The federal Court of Appeals yesterday blocked the open season on the government's health insurance program from beginning on Monday after deciding that too much confusion surrounds the program for federal workers to make informed comparisons of premium costs and benefits.
The open season is traditionally a chance for 10 million federal workers, retirees and dependents to shop around for the health insurance coverage best suited to their needs. A federal court order issued last month had cleared the way for it to begin Monday.
But the appellate court -- acting on an appeal from the Office of Personnel Management -- said it would halt implementation of that order pending a hearing on whether an open season ought to be held at this time.
However, the court did order that a limited open season be held for new government employes who are not yet enrolled in an insurance plan. OPM said yesterday that the relatively few new employes affected have always had the option of signing up for health coverage next year.
The court said it also would halt, pending a hearing, another federal decision ordering OPM to roll back some of its cuts in health benefits.
Employe groups said late yesterday they expected the open season issue to be resolved and a shopping around period to be held within 30 days. But OPM said it didn't expect a decision for at least 30 days and hoped the open season could be postponed indefinitely until Congress can enact legislation to change the way the current health insurance program operates.
The appeals court ruling is the latest development in a legal battle that has raged since OPM director Donald J. Devine told employe groups last summer that he planned to cut health insurance benefits and raise premiums in order to trim the government's share of health insurance costs under the Federal Employe Health Benefit Program.
Several unions successfully challenged some of those cutbacks in federal court, and OPM had then sought to postpone holding an open season.
The agency yesterday began recalling a packet of health insurance information it had begun distributing Thursday, information that indicated health insurance costs for federal workers would jump an average of 40 percent next year.
"The program needs a period of stability so it can settle down and people can make orderly decisions," Devine said in a telephone interview. "We could have had the kind of panic similar to a run on the bank."
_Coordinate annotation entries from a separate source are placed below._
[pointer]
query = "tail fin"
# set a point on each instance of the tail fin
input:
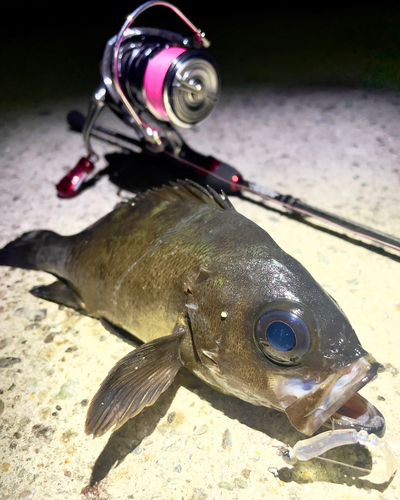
(33, 250)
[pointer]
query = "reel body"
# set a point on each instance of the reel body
(154, 80)
(162, 73)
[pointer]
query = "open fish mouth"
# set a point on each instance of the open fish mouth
(335, 402)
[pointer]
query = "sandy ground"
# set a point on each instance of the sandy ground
(337, 149)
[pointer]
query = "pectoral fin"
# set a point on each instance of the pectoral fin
(136, 381)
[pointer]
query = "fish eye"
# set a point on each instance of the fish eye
(283, 336)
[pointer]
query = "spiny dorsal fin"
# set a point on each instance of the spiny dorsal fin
(186, 190)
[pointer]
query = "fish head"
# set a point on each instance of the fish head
(268, 333)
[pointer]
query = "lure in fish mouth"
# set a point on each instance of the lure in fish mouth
(205, 288)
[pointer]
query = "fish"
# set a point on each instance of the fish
(205, 288)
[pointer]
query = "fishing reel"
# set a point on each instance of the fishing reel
(154, 80)
(157, 81)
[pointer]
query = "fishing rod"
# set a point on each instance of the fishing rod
(155, 80)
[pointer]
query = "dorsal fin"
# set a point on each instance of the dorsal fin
(186, 190)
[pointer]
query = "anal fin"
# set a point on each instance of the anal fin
(61, 293)
(136, 381)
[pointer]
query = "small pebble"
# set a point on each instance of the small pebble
(246, 473)
(226, 439)
(49, 338)
(32, 326)
(46, 432)
(9, 361)
(226, 486)
(240, 483)
(71, 349)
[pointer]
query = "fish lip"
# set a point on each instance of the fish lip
(309, 412)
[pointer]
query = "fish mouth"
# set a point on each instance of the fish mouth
(335, 402)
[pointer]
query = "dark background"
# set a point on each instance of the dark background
(52, 50)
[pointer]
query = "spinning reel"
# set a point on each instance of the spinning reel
(154, 80)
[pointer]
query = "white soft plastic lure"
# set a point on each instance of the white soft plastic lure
(315, 446)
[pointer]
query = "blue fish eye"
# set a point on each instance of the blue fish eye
(280, 336)
(283, 336)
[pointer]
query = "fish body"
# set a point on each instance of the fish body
(205, 288)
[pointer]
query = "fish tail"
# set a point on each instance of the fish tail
(33, 250)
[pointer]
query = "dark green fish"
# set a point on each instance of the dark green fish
(205, 288)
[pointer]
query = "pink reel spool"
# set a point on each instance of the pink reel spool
(154, 79)
(180, 85)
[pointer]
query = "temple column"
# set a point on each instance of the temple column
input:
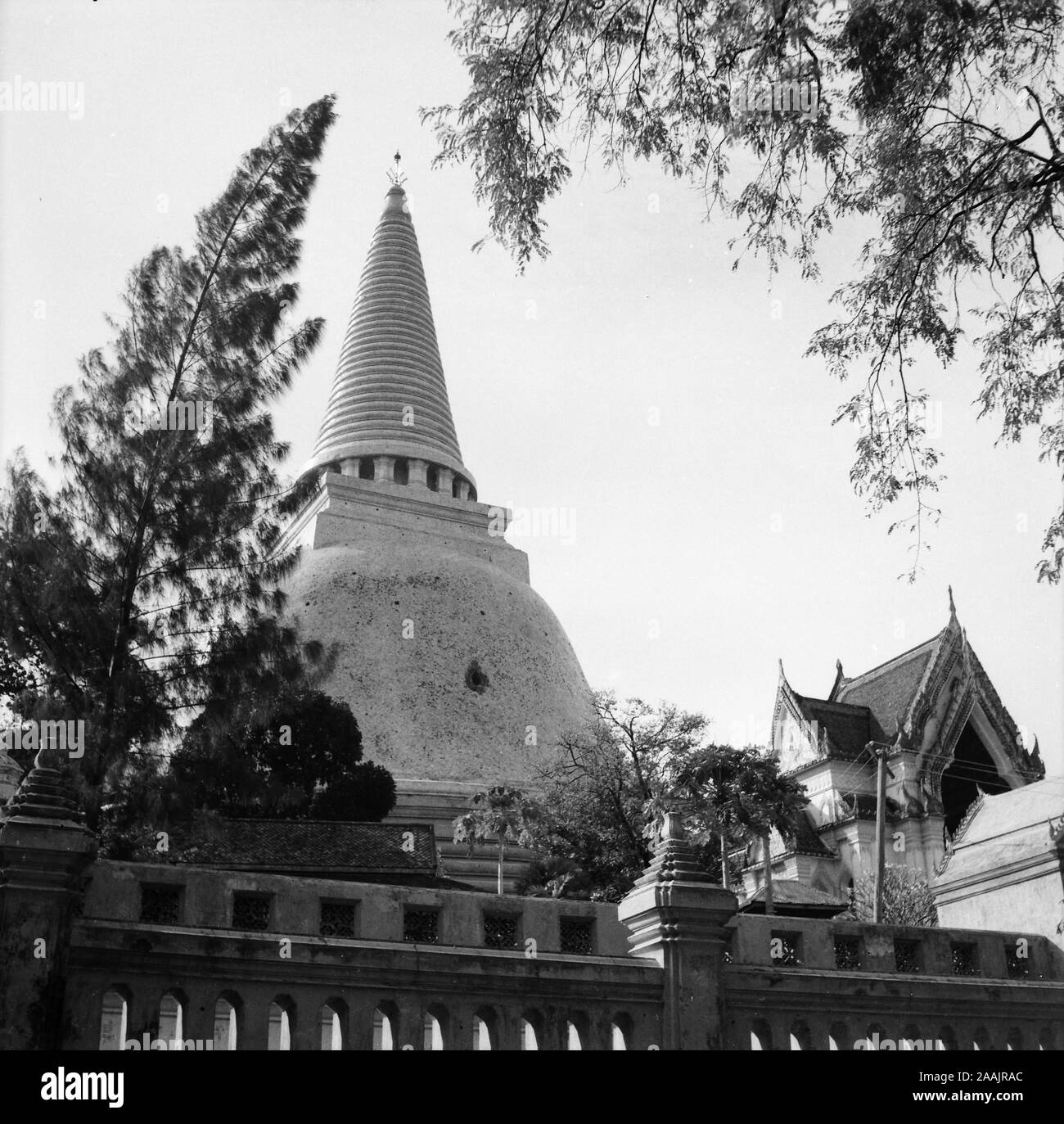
(385, 469)
(44, 852)
(678, 916)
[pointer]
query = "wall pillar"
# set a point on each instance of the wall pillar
(45, 850)
(678, 916)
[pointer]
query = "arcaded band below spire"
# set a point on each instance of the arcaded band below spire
(389, 395)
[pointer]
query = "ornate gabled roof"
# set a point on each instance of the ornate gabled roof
(888, 692)
(1006, 828)
(832, 729)
(389, 395)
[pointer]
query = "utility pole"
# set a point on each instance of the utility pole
(768, 870)
(881, 752)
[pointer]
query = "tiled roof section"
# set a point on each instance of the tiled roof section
(307, 846)
(789, 892)
(888, 689)
(849, 726)
(389, 395)
(1007, 828)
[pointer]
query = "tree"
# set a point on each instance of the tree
(937, 124)
(907, 898)
(298, 759)
(148, 582)
(499, 814)
(736, 795)
(605, 799)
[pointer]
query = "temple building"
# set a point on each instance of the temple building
(949, 738)
(458, 674)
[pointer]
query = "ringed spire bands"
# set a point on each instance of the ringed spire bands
(389, 395)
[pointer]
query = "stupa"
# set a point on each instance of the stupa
(458, 674)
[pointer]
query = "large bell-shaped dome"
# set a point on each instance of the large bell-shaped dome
(455, 669)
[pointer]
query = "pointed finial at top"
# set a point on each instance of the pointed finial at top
(395, 175)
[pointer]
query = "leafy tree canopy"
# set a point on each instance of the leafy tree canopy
(299, 759)
(937, 123)
(605, 799)
(907, 898)
(147, 584)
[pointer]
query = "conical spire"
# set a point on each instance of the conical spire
(389, 395)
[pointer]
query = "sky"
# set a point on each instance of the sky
(651, 406)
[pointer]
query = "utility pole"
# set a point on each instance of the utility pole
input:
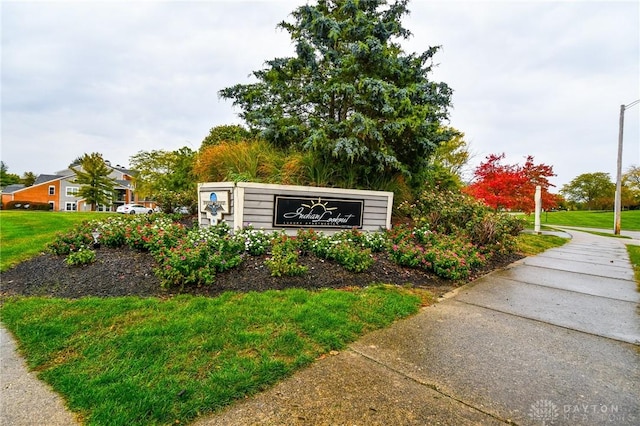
(618, 199)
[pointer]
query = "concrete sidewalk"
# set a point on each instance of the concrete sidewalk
(553, 339)
(25, 400)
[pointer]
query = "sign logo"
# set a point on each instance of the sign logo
(216, 205)
(303, 212)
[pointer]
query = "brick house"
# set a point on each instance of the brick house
(60, 191)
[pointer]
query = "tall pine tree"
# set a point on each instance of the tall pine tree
(351, 95)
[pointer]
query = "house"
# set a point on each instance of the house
(61, 192)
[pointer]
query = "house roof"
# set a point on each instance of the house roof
(46, 178)
(12, 188)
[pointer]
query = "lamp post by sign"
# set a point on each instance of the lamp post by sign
(618, 200)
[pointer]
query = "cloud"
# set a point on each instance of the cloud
(529, 78)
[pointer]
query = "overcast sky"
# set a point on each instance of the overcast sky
(541, 78)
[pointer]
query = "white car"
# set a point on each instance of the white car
(133, 209)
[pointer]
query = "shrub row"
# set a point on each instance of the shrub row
(26, 205)
(452, 236)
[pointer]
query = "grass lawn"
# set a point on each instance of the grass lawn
(135, 361)
(530, 244)
(629, 220)
(634, 255)
(140, 361)
(25, 234)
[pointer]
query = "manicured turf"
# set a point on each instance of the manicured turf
(26, 234)
(133, 361)
(629, 220)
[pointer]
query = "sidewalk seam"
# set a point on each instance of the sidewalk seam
(433, 387)
(570, 291)
(636, 343)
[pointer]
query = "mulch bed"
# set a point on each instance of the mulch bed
(125, 272)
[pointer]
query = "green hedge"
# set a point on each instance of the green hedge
(27, 205)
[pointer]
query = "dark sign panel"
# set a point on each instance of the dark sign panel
(320, 212)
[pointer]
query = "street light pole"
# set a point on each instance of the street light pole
(618, 199)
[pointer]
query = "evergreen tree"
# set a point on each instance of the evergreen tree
(351, 95)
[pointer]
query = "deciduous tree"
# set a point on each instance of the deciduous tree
(166, 177)
(7, 178)
(28, 178)
(225, 133)
(512, 186)
(594, 190)
(96, 187)
(350, 95)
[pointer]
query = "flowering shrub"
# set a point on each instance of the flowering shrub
(450, 241)
(351, 249)
(257, 242)
(451, 257)
(72, 241)
(351, 258)
(198, 256)
(83, 256)
(154, 236)
(374, 241)
(454, 213)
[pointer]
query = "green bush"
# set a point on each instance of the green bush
(284, 258)
(83, 256)
(27, 205)
(457, 214)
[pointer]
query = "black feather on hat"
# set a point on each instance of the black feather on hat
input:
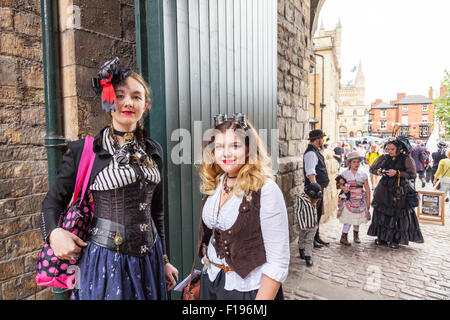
(110, 74)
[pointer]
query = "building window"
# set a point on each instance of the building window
(424, 131)
(405, 119)
(404, 131)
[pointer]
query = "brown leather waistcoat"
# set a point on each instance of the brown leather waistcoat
(242, 245)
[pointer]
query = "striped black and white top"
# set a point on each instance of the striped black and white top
(115, 176)
(306, 212)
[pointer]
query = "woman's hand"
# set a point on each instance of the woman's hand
(171, 276)
(345, 189)
(65, 244)
(391, 172)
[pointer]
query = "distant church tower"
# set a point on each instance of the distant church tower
(354, 113)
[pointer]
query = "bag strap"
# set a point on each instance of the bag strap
(84, 168)
(192, 273)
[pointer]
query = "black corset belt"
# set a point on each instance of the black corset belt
(125, 212)
(104, 232)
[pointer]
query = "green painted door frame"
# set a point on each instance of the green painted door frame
(202, 57)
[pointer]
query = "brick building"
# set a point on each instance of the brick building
(407, 115)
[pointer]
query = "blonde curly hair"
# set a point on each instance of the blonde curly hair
(253, 173)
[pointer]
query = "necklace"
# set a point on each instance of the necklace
(121, 134)
(226, 188)
(227, 191)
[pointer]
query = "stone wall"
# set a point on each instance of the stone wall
(294, 66)
(23, 164)
(89, 35)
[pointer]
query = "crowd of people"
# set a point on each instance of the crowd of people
(394, 167)
(426, 162)
(243, 239)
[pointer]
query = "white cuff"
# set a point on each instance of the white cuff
(275, 272)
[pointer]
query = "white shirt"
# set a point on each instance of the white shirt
(275, 232)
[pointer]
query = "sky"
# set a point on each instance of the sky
(403, 45)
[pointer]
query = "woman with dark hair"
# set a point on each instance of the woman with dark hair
(123, 257)
(394, 220)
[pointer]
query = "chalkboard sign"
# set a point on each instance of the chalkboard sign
(431, 206)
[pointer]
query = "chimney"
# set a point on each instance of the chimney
(400, 96)
(378, 101)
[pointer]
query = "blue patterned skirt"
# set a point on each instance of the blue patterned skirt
(106, 275)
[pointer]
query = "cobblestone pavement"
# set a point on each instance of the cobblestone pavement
(366, 271)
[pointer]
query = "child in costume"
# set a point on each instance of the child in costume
(355, 209)
(307, 219)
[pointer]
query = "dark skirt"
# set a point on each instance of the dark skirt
(391, 222)
(106, 275)
(215, 290)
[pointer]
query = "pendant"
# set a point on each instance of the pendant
(128, 137)
(118, 240)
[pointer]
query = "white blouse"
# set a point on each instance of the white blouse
(275, 232)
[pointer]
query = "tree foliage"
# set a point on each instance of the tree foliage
(442, 104)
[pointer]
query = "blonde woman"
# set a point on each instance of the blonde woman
(243, 234)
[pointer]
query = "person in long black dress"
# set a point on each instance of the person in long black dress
(394, 220)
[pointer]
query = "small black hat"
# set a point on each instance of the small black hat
(315, 134)
(314, 191)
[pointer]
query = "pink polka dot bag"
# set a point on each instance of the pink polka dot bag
(51, 271)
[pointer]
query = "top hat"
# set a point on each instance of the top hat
(316, 134)
(314, 190)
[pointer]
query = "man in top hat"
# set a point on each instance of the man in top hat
(315, 171)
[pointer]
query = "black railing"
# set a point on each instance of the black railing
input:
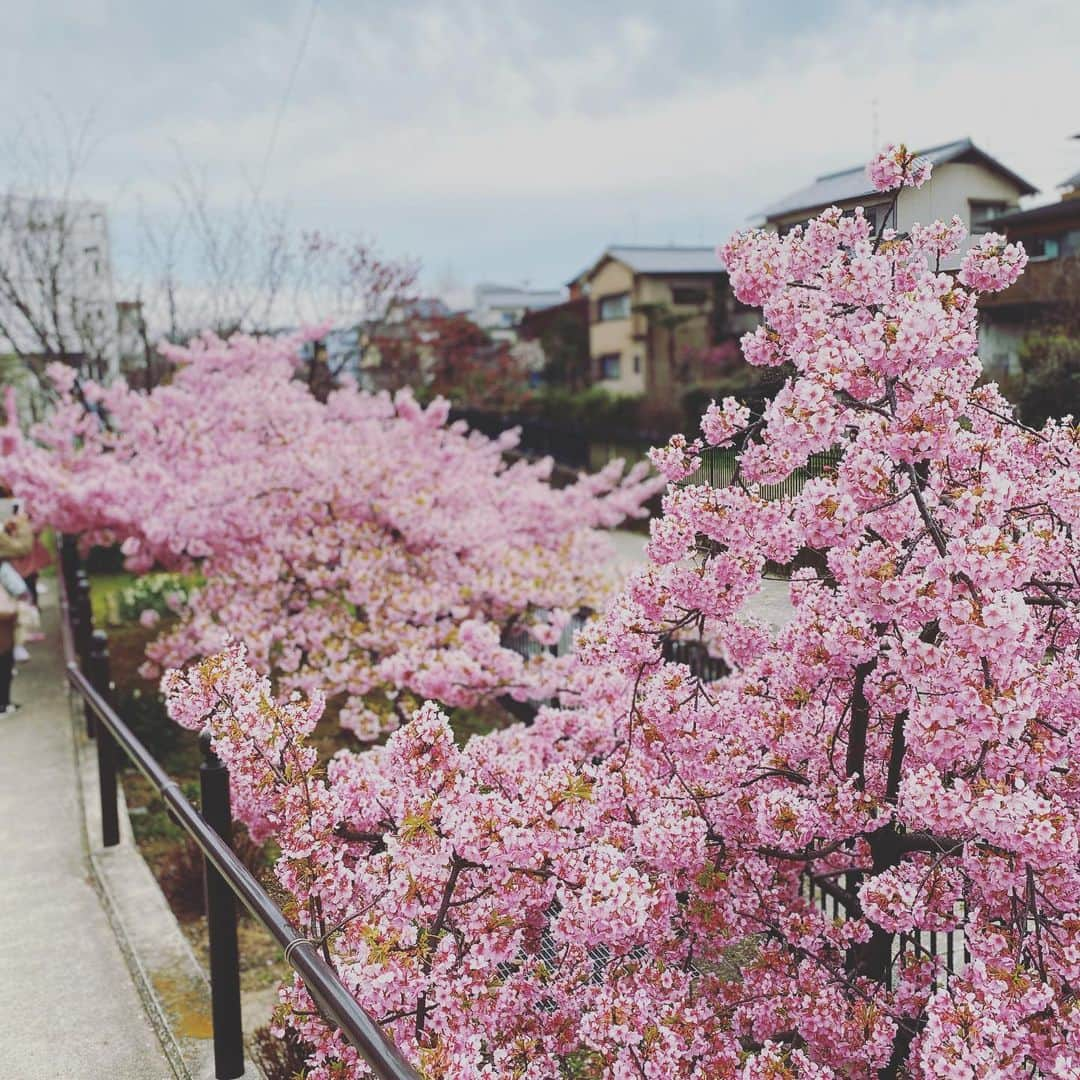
(227, 879)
OPM said the court ruling furthered its efforts to save taxpayers "hundreds of millions of dollars" and keep insurance premiums from climbing higher. It said it now planned to proceed with the additional benefit reductions that had been ruled illegal by a federal judge and was confident of being "vindicated" by the appellate court.
The reaction of union groups was mixed. The National Treasury Employes Union said it was "pretty disappointed" in the appeals court ruling and blamed Devine for "creating chaos in the health program and then using it as an excuse to go forward" with benefit reductions.
But American Federation of Government Employes chief Kenneth Blaylock said he applauded what he said was the court's decision to hold off the open season until the confusion created by "OPM's tardiness in preparing appropriate" health insurance information is cleared up.
Both unions said they were confident both the open season and the rollback of benefit cuts would ultimately be sustained by the appeals court.
Devine, who has likened the health insurance cost increases to the government's willingness to play "tooth fairy," said he hoped to make specific legislative recommendations to Congress within the next two weeks that would revamp the program and adjust funding formulas.
"The chaos has been in this thing a long time before I came along," he said.